梁澈等他站稳,才松了手,眼神平淡:“去兴德殿等吧。”
御医来得很快,给祁映己诊过脉,说还得再看一下腰肌,梁澈便让他去了内室,自己坐在殿外喝茶看书。
御医捏了几下发作起来厉害的几处地方,都被这伤惊到了:“……祁将军,您这再不好好养着都要伤到根本了。”
祁映己疼得倒吸凉气:“我马上就好好养,您轻点,腰快断了。”
御医职业病犯了,顺便检查了下他的胳膊腿儿,这一检查不要紧,又数落了他好几句:“你们年轻人啊,不知道身体的重要性,祁将军,你看看你这筋脉肌理损伤的,还体寒,等你年纪大了就知道难受了。”
祁映己有气无力的:“我年纪已经大了,这两年好多以前只是轻微疼痛的地方都严重了……”
“将军您都没过三十呢,算什么年纪大。就是伤病沉疴积攒太多,这两年爆发了而已。”御医松了手,让祁映己可以穿好衣服了,“您身体底子好,我开服方子,按时服用,配上针灸,两月便可卓有成效。”

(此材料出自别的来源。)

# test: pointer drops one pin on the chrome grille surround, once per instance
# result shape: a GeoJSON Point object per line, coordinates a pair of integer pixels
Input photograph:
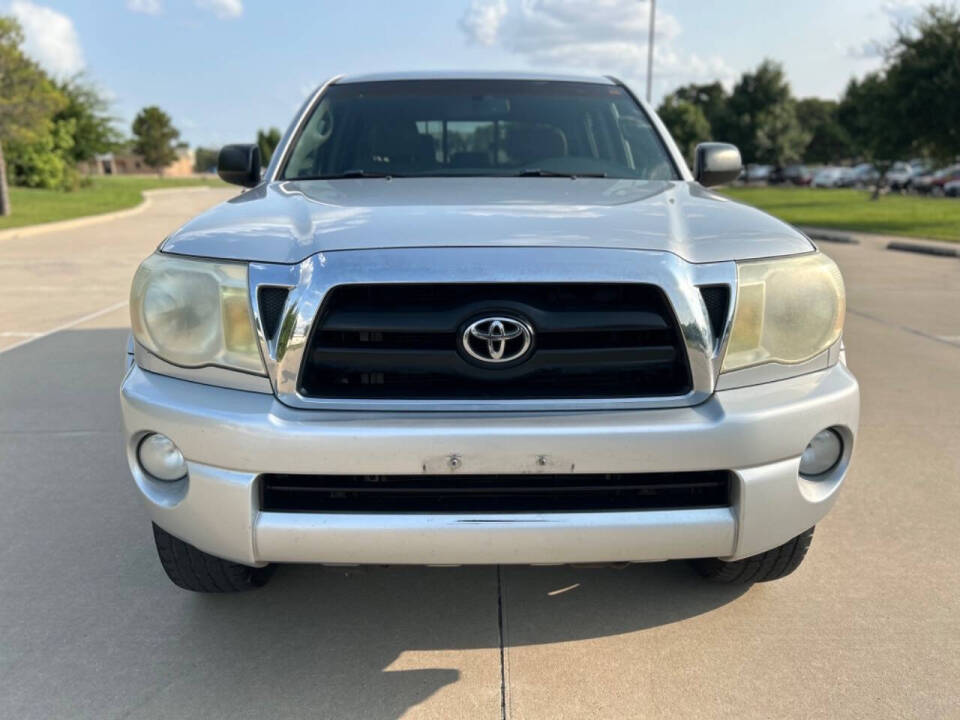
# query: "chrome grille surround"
{"type": "Point", "coordinates": [310, 280]}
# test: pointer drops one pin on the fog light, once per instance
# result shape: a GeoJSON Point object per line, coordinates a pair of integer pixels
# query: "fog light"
{"type": "Point", "coordinates": [822, 454]}
{"type": "Point", "coordinates": [161, 458]}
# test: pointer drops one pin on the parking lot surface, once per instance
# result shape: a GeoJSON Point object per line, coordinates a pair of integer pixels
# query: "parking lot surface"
{"type": "Point", "coordinates": [868, 627]}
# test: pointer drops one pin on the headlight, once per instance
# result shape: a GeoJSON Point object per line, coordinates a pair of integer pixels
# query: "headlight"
{"type": "Point", "coordinates": [194, 313]}
{"type": "Point", "coordinates": [788, 311]}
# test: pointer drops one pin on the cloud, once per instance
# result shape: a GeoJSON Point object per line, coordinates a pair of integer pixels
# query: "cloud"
{"type": "Point", "coordinates": [606, 36]}
{"type": "Point", "coordinates": [867, 50]}
{"type": "Point", "coordinates": [223, 8]}
{"type": "Point", "coordinates": [147, 7]}
{"type": "Point", "coordinates": [49, 38]}
{"type": "Point", "coordinates": [900, 11]}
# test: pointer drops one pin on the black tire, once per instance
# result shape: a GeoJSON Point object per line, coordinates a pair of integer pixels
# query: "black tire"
{"type": "Point", "coordinates": [771, 565]}
{"type": "Point", "coordinates": [195, 570]}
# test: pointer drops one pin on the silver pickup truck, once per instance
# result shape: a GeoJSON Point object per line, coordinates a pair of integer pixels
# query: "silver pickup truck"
{"type": "Point", "coordinates": [484, 318]}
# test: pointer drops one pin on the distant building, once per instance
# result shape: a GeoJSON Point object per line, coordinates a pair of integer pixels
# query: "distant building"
{"type": "Point", "coordinates": [133, 164]}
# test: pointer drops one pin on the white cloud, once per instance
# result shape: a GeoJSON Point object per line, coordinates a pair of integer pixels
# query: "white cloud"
{"type": "Point", "coordinates": [147, 7]}
{"type": "Point", "coordinates": [223, 8]}
{"type": "Point", "coordinates": [49, 38]}
{"type": "Point", "coordinates": [903, 10]}
{"type": "Point", "coordinates": [481, 21]}
{"type": "Point", "coordinates": [606, 36]}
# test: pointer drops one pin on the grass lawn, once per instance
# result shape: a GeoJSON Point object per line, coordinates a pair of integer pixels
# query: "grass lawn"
{"type": "Point", "coordinates": [853, 210]}
{"type": "Point", "coordinates": [106, 194]}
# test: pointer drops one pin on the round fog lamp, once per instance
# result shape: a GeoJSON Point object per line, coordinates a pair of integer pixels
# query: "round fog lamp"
{"type": "Point", "coordinates": [161, 458]}
{"type": "Point", "coordinates": [822, 453]}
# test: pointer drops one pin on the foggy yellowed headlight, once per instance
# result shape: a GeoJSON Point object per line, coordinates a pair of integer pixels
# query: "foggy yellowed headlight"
{"type": "Point", "coordinates": [788, 311]}
{"type": "Point", "coordinates": [194, 313]}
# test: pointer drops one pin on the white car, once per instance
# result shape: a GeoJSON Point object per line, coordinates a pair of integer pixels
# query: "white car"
{"type": "Point", "coordinates": [830, 177]}
{"type": "Point", "coordinates": [482, 319]}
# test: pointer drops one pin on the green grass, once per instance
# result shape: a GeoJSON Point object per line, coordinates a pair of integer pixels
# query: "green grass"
{"type": "Point", "coordinates": [907, 215]}
{"type": "Point", "coordinates": [106, 194]}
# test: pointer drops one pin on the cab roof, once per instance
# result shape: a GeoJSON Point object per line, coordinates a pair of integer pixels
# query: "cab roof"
{"type": "Point", "coordinates": [471, 75]}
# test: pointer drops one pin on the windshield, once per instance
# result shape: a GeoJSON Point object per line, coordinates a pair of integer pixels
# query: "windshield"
{"type": "Point", "coordinates": [478, 128]}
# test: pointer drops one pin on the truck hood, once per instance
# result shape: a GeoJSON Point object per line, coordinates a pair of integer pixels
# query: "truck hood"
{"type": "Point", "coordinates": [286, 222]}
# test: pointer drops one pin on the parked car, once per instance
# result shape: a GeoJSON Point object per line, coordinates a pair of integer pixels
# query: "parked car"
{"type": "Point", "coordinates": [862, 175]}
{"type": "Point", "coordinates": [933, 184]}
{"type": "Point", "coordinates": [546, 342]}
{"type": "Point", "coordinates": [901, 174]}
{"type": "Point", "coordinates": [758, 173]}
{"type": "Point", "coordinates": [829, 177]}
{"type": "Point", "coordinates": [791, 174]}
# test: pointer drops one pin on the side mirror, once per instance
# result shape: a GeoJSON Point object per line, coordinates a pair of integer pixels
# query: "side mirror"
{"type": "Point", "coordinates": [239, 165]}
{"type": "Point", "coordinates": [716, 163]}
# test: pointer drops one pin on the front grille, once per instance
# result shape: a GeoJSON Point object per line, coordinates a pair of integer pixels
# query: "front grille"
{"type": "Point", "coordinates": [494, 493]}
{"type": "Point", "coordinates": [401, 342]}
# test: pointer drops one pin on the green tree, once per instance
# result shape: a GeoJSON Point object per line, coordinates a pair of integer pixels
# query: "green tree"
{"type": "Point", "coordinates": [27, 99]}
{"type": "Point", "coordinates": [923, 83]}
{"type": "Point", "coordinates": [779, 139]}
{"type": "Point", "coordinates": [205, 158]}
{"type": "Point", "coordinates": [93, 129]}
{"type": "Point", "coordinates": [871, 114]}
{"type": "Point", "coordinates": [267, 140]}
{"type": "Point", "coordinates": [44, 160]}
{"type": "Point", "coordinates": [712, 99]}
{"type": "Point", "coordinates": [753, 107]}
{"type": "Point", "coordinates": [686, 122]}
{"type": "Point", "coordinates": [155, 138]}
{"type": "Point", "coordinates": [829, 141]}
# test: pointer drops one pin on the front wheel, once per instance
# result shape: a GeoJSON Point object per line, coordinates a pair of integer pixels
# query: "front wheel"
{"type": "Point", "coordinates": [195, 570]}
{"type": "Point", "coordinates": [770, 565]}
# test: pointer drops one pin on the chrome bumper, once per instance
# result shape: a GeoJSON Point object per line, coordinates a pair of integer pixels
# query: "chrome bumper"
{"type": "Point", "coordinates": [757, 432]}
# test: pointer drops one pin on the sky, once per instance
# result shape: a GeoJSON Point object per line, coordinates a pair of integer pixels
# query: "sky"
{"type": "Point", "coordinates": [224, 68]}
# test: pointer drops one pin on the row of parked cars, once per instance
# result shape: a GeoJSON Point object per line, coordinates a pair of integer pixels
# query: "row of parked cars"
{"type": "Point", "coordinates": [914, 176]}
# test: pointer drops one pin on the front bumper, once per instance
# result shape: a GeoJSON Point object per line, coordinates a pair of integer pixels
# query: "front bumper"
{"type": "Point", "coordinates": [230, 437]}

祁映己系衣服的动作顿了一下:“针灸?去将军府吗?我最近不住那里。”
御医:“啊?您不来宫里吗?”
御医大概给梁澈说了下祁映己的情况,梁澈知道后淡淡嗯了一声,对祁映己道:“你便每日去御医馆扎针吧。”
祁映己开始了痛苦的喝药日常。
挨针倒是轻的,平时在边关也没少受伤,这点轻微的痛不算什么,主要是配合着御医活动自己筋肉的动作,祁映己只觉得这要是在军营就能作为一种刑讯手段了。
卫濡墨见他每天回府那气色跟个吊死鬼一样,嫌弃归嫌弃,还是让卫澂明日开始陪他一起去。
小卫澂瞪着大眼睛,直愣愣地问:“祁叔叔,疼不疼?”
祁映己咬牙保持自己的英勇形象:“……还好。”
“你出汗了欸。”
“太热了。”
“可外面现在已经十月了啊。”
“……”
卫澂戳他:“祁叔叔,你怎么不说话了呀。”
祁映己闭眼:“我睡着了。”
“睡着了怎么还能说话呀?”
“你怎么又不说话了祁叔叔?”
“祁叔叔——”
卫澂坚持不懈的全程叽叽喳喳着,成功转移了祁映己的注意力,就是有些费耳朵。
小孩子的精力不知道为什么这么旺盛,每天都有数不清的问题,逮着什么问什么。
卫澂见到祁映己身上的伤,每一道都要问一遍怎么来的,导致他被迫回忆起了从十四岁上战场到回京前经历过的每场惊心动魄的厮杀。